A victim’s rights (as well as obligations).
Every person is different. Everyone has had their own experiences. This means that the consequences are different for each victim of a sexual or violent crime: what is a skirmish for one person is a serious assault for another.
This difference in experience also determines how a victim experiences the victim rights granted in Article 51a et seq. of the Code of Criminal Procedure.
The “proper treatment” formulated in the second paragraph of art.51a Sv is not so much a “right” as an instruction to the judiciary to communicate with a victim and take her/him seriously in victimisation.
A victim has a right to be informed about the course of the criminal proceedings against the accused and may take note of the criminal file. In this, it is notable that a victim has to substantiate his/her psychological injury with written information about his/her mental state, while psychological reports from the accused are not provided to the victim due to privacy laws.
There are gains to be made here.
What is less known is that a victim can have information added to the criminal file. However, the prosecutor decides whether, and if so, what is added to the file.
The right to speak is sometimes a tricky one to explain, because not always and certainly not everyone has the right to speak, while there may be several victims of one crime. Think of a victim’s parents, who have to provide (extra) care, or witnesses of a serious assault or shooting. Those witnesses may also suffer trauma and therefore also be victims. In any case, they do not have the right to speak.
Then there is also the right to protection. For victims of sexual and/or domestic violence, stalking and the like, there is the possibility through the Arosa Foundation of a so-called aware button, an alarm button one can use if the attacker is seen in the neighbourhood. However, something (“serious”) violent must first have happened and the threat of repetition must be real before such an alarm is issued.
What still happens a lot at the moment is “getting the victim to safety”. In other words, the victim must go to a safe house, away from their own environment, while the attacker is free to go wherever they want.
As far as I am concerned, this is the upside-down world and there are certainly gains to be made here.
A victim’s duties come to the fore especially when recovering damages caused by the inflicted injury. The victim must substantiate the damage with all kinds of (medical) information which, especially in vice cases, can have quite an impact on the victim.

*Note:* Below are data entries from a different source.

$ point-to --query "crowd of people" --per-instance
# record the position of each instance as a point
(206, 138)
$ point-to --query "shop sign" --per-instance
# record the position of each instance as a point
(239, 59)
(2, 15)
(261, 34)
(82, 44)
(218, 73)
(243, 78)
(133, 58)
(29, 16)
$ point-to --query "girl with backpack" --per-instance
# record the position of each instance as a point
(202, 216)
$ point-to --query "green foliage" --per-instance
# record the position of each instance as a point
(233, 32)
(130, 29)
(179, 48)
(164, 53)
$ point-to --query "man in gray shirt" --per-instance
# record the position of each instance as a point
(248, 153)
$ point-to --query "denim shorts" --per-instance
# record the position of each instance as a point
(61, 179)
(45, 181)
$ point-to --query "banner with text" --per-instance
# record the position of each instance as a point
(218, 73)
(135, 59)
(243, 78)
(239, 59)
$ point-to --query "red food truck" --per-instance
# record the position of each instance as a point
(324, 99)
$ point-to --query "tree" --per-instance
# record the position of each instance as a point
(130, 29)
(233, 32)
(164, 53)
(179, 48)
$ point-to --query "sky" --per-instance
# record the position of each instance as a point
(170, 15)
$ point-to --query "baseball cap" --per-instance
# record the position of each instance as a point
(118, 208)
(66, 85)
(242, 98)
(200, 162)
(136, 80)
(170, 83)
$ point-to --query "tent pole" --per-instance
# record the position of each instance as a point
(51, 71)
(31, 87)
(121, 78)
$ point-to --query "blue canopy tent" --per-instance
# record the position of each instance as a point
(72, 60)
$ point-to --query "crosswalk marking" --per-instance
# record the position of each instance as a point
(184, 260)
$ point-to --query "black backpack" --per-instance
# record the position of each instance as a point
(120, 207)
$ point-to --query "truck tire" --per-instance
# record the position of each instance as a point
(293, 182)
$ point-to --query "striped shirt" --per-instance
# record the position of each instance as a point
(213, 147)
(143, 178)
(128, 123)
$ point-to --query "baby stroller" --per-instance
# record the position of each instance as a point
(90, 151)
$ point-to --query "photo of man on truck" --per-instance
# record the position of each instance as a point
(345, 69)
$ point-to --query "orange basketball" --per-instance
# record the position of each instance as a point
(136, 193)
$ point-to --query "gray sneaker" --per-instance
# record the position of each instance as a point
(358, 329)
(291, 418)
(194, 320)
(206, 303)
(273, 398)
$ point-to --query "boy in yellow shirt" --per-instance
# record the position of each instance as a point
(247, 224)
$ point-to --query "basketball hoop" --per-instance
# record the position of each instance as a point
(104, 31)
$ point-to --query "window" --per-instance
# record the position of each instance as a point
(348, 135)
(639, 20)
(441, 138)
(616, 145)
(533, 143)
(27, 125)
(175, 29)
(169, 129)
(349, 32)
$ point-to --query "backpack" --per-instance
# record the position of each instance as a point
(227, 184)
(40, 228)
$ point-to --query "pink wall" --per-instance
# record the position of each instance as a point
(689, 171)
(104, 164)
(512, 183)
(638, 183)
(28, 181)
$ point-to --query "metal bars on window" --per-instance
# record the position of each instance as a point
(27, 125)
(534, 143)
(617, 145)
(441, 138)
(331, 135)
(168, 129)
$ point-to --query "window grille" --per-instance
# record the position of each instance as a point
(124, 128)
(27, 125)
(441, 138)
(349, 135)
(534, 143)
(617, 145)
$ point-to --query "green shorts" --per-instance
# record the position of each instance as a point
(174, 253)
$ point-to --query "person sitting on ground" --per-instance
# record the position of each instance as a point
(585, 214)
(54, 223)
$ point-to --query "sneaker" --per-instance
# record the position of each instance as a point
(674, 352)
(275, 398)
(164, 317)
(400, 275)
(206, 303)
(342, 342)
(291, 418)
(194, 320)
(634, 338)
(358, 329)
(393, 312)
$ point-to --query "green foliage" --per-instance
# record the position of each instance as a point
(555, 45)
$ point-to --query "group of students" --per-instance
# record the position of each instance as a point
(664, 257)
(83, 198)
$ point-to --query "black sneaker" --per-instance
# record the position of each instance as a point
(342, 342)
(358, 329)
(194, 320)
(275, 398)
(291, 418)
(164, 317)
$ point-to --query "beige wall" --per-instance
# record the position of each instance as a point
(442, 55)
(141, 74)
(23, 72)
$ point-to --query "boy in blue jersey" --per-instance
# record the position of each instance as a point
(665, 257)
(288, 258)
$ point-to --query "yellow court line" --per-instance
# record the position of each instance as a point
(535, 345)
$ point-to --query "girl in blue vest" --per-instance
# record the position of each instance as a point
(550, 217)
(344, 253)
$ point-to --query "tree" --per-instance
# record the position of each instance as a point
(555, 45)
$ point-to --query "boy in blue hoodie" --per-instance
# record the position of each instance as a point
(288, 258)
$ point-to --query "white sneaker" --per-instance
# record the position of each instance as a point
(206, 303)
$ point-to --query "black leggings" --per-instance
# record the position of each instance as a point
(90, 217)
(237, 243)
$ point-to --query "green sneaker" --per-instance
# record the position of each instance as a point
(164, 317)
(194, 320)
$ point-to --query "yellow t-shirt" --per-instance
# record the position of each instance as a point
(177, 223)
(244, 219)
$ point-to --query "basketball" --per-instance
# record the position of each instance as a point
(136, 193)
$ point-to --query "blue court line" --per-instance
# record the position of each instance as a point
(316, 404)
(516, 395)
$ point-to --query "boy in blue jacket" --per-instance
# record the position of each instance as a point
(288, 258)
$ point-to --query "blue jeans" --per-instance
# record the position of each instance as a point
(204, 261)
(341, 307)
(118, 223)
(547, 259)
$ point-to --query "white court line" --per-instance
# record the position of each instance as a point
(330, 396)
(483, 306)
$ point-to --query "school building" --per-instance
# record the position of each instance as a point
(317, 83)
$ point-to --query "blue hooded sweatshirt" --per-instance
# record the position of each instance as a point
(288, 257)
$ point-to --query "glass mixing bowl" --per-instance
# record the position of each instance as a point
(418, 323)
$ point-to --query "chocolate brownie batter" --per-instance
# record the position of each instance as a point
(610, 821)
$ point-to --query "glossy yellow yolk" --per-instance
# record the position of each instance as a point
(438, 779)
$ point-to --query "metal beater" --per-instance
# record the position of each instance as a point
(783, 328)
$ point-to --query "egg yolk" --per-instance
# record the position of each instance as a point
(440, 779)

Experience has shown that it is difficult to estimate what a criminal court requires from a victim in terms of substantiation: too much information means too much of a burden on the criminal proceedings; if there is too little information, the case will be dismissed or declared inadmissible due to lack of substantiation.
Finally, a final obligation: if a victim is called as a witness in the criminal case in which he/she is a victim himself/herself, he/she is obliged to appear and the accused’s lawyer has a full right of questioning.
Here lurks the danger of secondary victimisation because a victim/witness has to testify about self-perceived facts and circumstances and this is not compatible with the emotional consequences of the crime committed against that same victim/witness.
The bottom line is that after reporting the crime, the judicial mill starts turning and the victim cannot escape. It is worth remembering that a victim not only has rights, but certainly also obligations. Awarding compensation, despite all the rights a victim has, is still not a foregone conclusion.